2008, Trapped by the European organized crime

In Pattaya, I continued my progression in a city that I did not master. It did not disturb me, and I made contacts everywhere to offer my computer services. It was not as easy as hoped, but I was not discouraged. I then received a phone call.

My interlocutor, a certain André Lampiri, said he had heard about me. He did not tell me how. This surprised me since not many people knew my phone number in Pattaya. He added that he would need my services for a semi-industrial application. He asked to see me quickly at his home. Naturally, I was enthusiastic, and we made an appointment for the afternoon. He offered to come with my friend, adding that our women will get to know each other. If it happened today, I would think right away not to leave the house empty.

I was happy with this call. I was not worried about not knowing how this man could have my contact information. I immediately told my friend that we had an appointment during the afternoon and at 14:30 we were gone. Half an hour later, we arrived at our destination. André Lampiri was a man in his fifties, or more, rather handsome man. He described himself as a French businessman, industrial engineer. He had a project to submit to, and we went to his computer.

Faced with this one, André Lampiri, showed me pictures of a kind of big eggs. He told me that they were sensory relaxation boxes. Once closed, the box released, for the person installed inside, scents, water, atmospheres. All this was managed by a control panel, located outside the box. André Lampiri asked me if I could program this control panel. I also had to take care of all the valves contained in the box. He asked me to confirm if I was comfortable with this project and he asked for a quote. I was of course very enthusiastic.

When our meeting was over, we left. I was happy to have found a new contract, but several things disturbed me. How did André Lampiri know me? The two times I asked him the question, he bounced back on something else. Regarding these caissons, he had shown me nothing concrete or material. What he showed me came from websites that had nothing to do with him. However, André was rather nice, and I made him his offer.

Days passed, and I had no news of Andre Lampiri. I sent him several reminders by mail and phone. He replied that his project was a little delayed. It was possible, but it was something more among the strange aspects of this case.

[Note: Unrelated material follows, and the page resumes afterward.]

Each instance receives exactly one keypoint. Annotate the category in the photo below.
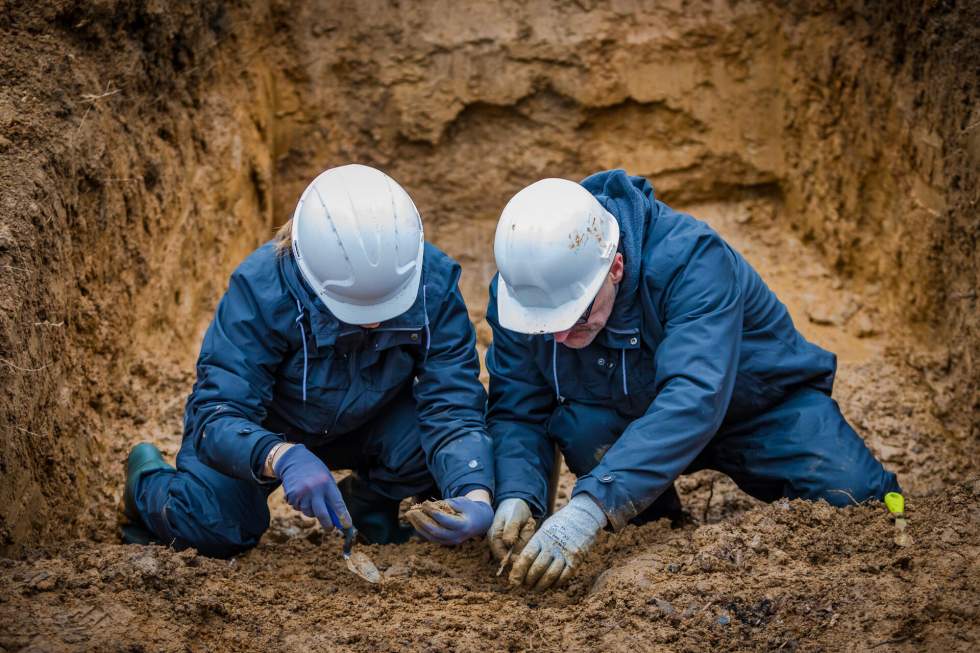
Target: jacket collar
(325, 326)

I almost ended up forgetting André Lampiri when he called me back to ask me to come to his place. However, once we were in his house, I learned that he did not call me for his project. He was, he said, still blocked by the absence of another individual. I did not have any reason to ask myself if this excuse was real.

He wanted to see me to talk about a French company he knew very well. They would need a programmer of my kind for a semi-industrial application. He asked me if I was willing to take this kind of mission. There was no reason for me not to be. So I accepted. He immediately told me that he would inform this company and that they would contact me quickly, and we went back home. I turned on my computer, and I found an email from the technical manager of this French company. Only something surprised me. My interlocutor, a certain Eric Collier, told me that I had met Nicolas Triche about a semi-industrial project. He begged me to call him back as soon as possible.

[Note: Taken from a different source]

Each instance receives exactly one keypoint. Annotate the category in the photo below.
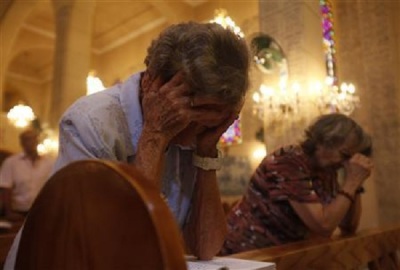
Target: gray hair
(332, 130)
(215, 61)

I did not meet Nicolas Triche, but André Lampiri. However, I realized it was the same person. I did not stop on this question. So I called this Eric Collier, being too impatient to have a serious project to start.

Eric Collier described me on the phone his need. I had to develop the new version of a cash register management program for discotheques. He also explained this program was also connected to ticketing systems at the entrance and to alcohol dispensers. These should also be replaced by a new version. I should integrate them into my programming. According to his former programmer, this mission would require fifteen days of work in France. He inquired me for a quotation to go to France for a fortnight. I told him we would have to add a week of tests and corrections and that I would make a quote including this. He asked me to do it as soon as possible because they wanted to launch the production of the new devices.

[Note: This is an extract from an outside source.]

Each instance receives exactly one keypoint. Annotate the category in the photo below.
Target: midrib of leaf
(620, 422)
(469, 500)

After hanging up, I was working on a quotation for this work and this trip. I went to the Internet and started writing the quote. I chose to apply a daily rate far below the usual price of the French market. I lived in Thailand, and the money was not the same value. That's also why they chose me. It still meant, in my eyes, a nice amount of money and I asked, a deposit in case of agreement and payment of airline tickets. So I sent my quote hoping they would accept it.

The answer was fast. The French company agreed and asked me how to pay my deposit. I rushed to communicate it to them, and they did just as rapidly to pay it to me. All this has gone far too fast. I did not realize the trap I had just fallen into.

As a result of the payment of this deposit, the technical manager, Eric Collier and I, exchanged several phone calls. The latter spread over several days and gradually, he disclosed to me more details about my mission.

I finally understood, in several stages, that my work was about the realization of a program of VAT fraud. It was destinated for cash registers and faked alcohol dispensers. This system was running for a very long time, and the inventor of all this was André Lampiri, aka Nicolas Triche. He told me that hundreds of customers should benefit from the new version. The internet allowed me to put a name on this vast organization. I finally understood I had been badly trapped.